The obvious references of First Aid and Red Cross signs on the ambulance were dutifully neglected.

Fox TV, the Washington Post, Berliner Morning post and other Western media were also singled-out in the collection.

After the images were released, netizens also started a signature collection campaign on www.china.com. So far, tens of thousands of signatures have been collected.

Most of the postings on the forum indicated the Western media had favored the rioters.

Rao Jin, a Tsinghua University graduate, publicized the websitewww.anti-cnn.com to display the picture and snapshots. "CNN is just one example of the Western media. What stands behind the distortion is misunderstanding and bias toward China," he said.

One of the biggest Chinese websites www.sina.com opened a special link to talk about the Western media distortion of the Lhasa riot, a discussion that drew millions of participants.

To date, the German-based RTL TV and N-TV had made corrections on their website on March 23 and 24, respectively, and apologized to the public.
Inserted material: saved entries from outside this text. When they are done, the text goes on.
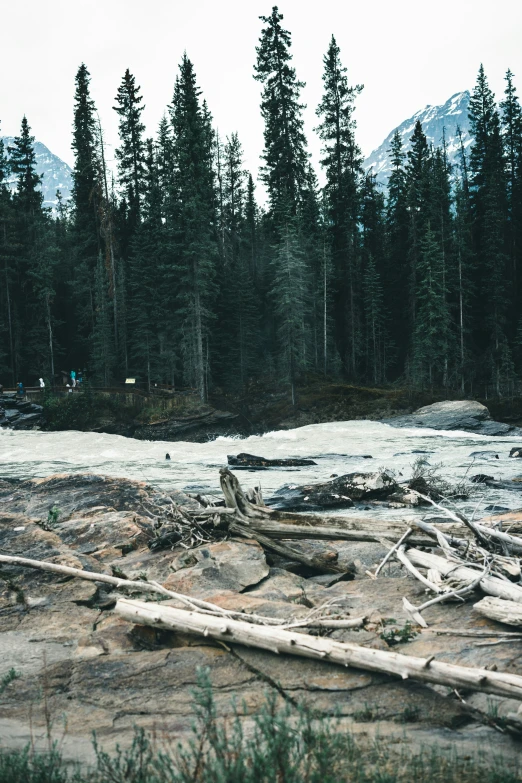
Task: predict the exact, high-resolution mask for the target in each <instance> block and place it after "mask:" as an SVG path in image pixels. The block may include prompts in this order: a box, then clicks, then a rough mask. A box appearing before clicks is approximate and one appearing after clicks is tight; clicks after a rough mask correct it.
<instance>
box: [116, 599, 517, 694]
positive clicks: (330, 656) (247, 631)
mask: <svg viewBox="0 0 522 783" xmlns="http://www.w3.org/2000/svg"><path fill="white" fill-rule="evenodd" d="M114 611H115V613H116V614H117V615H119V616H120V617H123V618H124V619H126V620H128V621H129V622H131V623H134V624H135V625H151V626H153V627H155V628H166V629H169V630H173V631H178V632H180V633H193V634H196V635H199V636H203V637H209V636H210V637H211V638H213V639H218V640H219V641H222V642H225V643H227V644H231V643H232V644H234V643H235V644H244V645H247V646H249V647H258V648H260V649H263V650H268V651H270V652H273V653H287V654H289V655H297V656H301V657H304V658H313V659H315V660H319V661H328V662H332V663H339V664H341V665H343V666H353V667H355V668H359V669H366V670H368V671H373V672H383V673H385V674H391V675H397V676H399V677H402V679H408V678H411V679H414V680H420V681H422V682H432V683H437V684H439V685H447V686H448V687H450V688H459V689H460V688H463V689H469V690H474V691H481V692H483V693H491V694H495V695H497V696H508V697H510V698H514V699H521V700H522V677H521V676H519V675H516V674H507V673H503V672H492V671H489V670H487V669H477V668H471V667H467V666H457V665H455V664H451V663H444V662H442V661H436V660H434V658H433V657H432V656H430V657H429V658H418V657H414V656H410V655H401V654H400V653H394V652H388V651H384V650H377V649H374V648H369V647H362V646H360V645H358V644H351V643H347V642H337V641H334V640H333V639H328V638H324V637H323V638H318V637H315V636H311V635H309V634H301V633H292V632H291V631H285V630H282V629H280V628H274V627H272V626H257V625H250V624H249V623H245V622H241V621H239V620H224V619H223V618H219V617H213V616H212V615H203V614H201V613H199V612H188V611H185V610H183V609H174V608H172V607H170V606H164V605H161V604H155V603H145V602H144V601H132V600H128V599H125V598H123V599H120V600H119V601H118V602H117V604H116V607H115V609H114Z"/></svg>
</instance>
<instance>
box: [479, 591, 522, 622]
mask: <svg viewBox="0 0 522 783" xmlns="http://www.w3.org/2000/svg"><path fill="white" fill-rule="evenodd" d="M473 609H475V611H476V612H478V613H479V614H482V615H484V617H488V618H489V619H490V620H495V621H496V622H497V623H506V625H522V606H521V605H520V604H519V603H517V602H516V601H504V600H503V599H502V598H490V597H489V596H488V597H487V598H483V599H482V601H479V602H478V603H476V604H474V605H473Z"/></svg>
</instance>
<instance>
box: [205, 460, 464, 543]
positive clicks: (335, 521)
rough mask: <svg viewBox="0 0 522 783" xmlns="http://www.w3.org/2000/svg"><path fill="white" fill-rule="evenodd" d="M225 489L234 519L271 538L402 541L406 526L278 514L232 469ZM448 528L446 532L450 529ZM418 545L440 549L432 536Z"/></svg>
mask: <svg viewBox="0 0 522 783" xmlns="http://www.w3.org/2000/svg"><path fill="white" fill-rule="evenodd" d="M220 480H221V489H222V491H223V495H224V496H225V503H226V507H227V508H228V509H233V513H231V515H230V516H231V519H232V520H233V521H236V522H238V523H240V524H243V525H245V526H248V527H251V528H252V529H255V530H257V531H259V532H260V533H264V534H266V535H267V536H269V537H270V538H286V539H292V538H293V539H325V540H329V541H335V540H344V541H376V542H380V541H381V540H382V539H383V538H392V539H394V538H397V539H398V538H400V537H401V536H402V535H403V533H404V530H405V523H404V522H402V521H400V520H398V521H390V522H386V523H384V522H381V521H379V522H376V523H372V522H370V521H369V519H368V517H342V516H324V515H321V514H310V513H306V514H303V513H299V512H291V511H276V510H274V509H271V508H268V507H267V506H264V505H258V504H255V503H252V502H251V501H250V500H249V498H247V496H246V494H245V492H244V491H243V489H242V487H241V485H240V484H239V481H238V480H237V478H236V476H234V474H233V473H231V472H230V471H229V470H228V468H222V469H221V470H220ZM449 527H450V526H449V525H445V529H447V528H449ZM410 542H411V543H412V544H414V545H415V546H429V547H431V546H436V543H434V542H433V540H432V538H431V537H429V536H417V537H415V536H414V537H413V538H411V539H410Z"/></svg>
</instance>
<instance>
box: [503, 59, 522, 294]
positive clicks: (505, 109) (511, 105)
mask: <svg viewBox="0 0 522 783" xmlns="http://www.w3.org/2000/svg"><path fill="white" fill-rule="evenodd" d="M504 96H505V97H504V100H503V101H502V102H501V103H500V109H501V123H502V134H503V139H504V153H505V160H506V174H507V208H508V245H509V256H510V267H511V279H512V281H513V287H514V291H513V293H514V298H515V301H516V306H515V307H517V306H518V304H519V286H520V281H519V276H520V271H519V270H520V269H521V265H522V188H521V184H520V175H521V174H522V108H521V107H520V101H519V98H518V95H517V91H516V88H515V85H514V83H513V74H512V73H511V71H510V70H509V69H508V71H507V73H506V89H505V91H504Z"/></svg>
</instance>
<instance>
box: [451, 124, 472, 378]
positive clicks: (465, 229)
mask: <svg viewBox="0 0 522 783" xmlns="http://www.w3.org/2000/svg"><path fill="white" fill-rule="evenodd" d="M458 135H459V140H460V142H459V143H460V152H459V160H460V163H459V170H460V174H459V176H458V177H457V179H456V182H455V187H454V204H455V217H454V221H453V244H454V253H455V258H456V264H455V266H456V278H457V280H456V286H455V291H456V320H457V335H458V337H457V342H458V356H459V360H458V363H457V366H458V375H459V376H460V389H461V391H462V392H463V393H464V391H465V388H466V375H467V374H468V375H469V370H470V369H471V366H472V353H473V346H472V344H471V343H472V336H473V325H472V302H473V293H474V292H473V282H472V274H471V270H472V260H473V243H472V213H471V204H470V193H469V181H468V166H467V158H466V152H465V149H464V145H463V142H462V134H461V133H460V130H459V129H458Z"/></svg>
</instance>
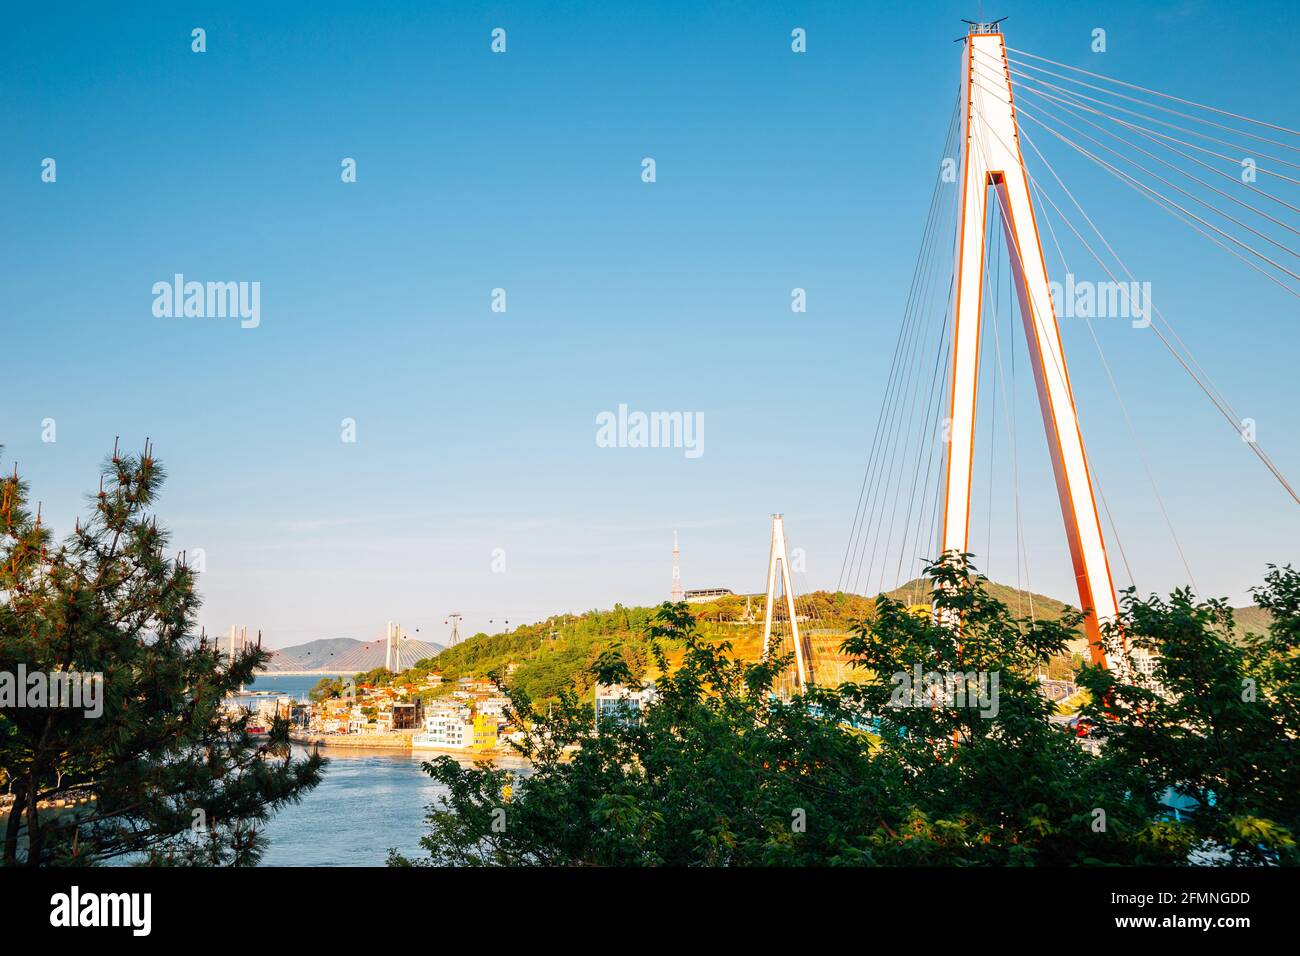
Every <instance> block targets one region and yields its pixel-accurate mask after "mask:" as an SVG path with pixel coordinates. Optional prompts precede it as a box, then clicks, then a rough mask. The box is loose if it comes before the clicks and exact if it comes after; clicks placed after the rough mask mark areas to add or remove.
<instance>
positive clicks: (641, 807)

The Washington Post publicized an editor's note on March 24, saying the caption for an earlier version of a slideshow on the Tibet riot was incorrectly associated with a photo from Nepal where Nepalese uniformed police dispel Tibetans. The caption on the new version was corrected.

On the www.anti-cnn.com, netizens continued to pressure Western media, including CNN and BBC, to apologize to their Chinese audience.

A Chinese who immigrated to Canada posted a video clip on youtube.com entitled "Tibet was, is and will always be a part of China".

The producer, using the Internet name of Huang Jinshao, said he had received more than 500 e-mails of support within four hours of the posting. The clip had been viewed nearly 1.2 million times in three days.

"I want Chinese people's voice to be heard," the man said.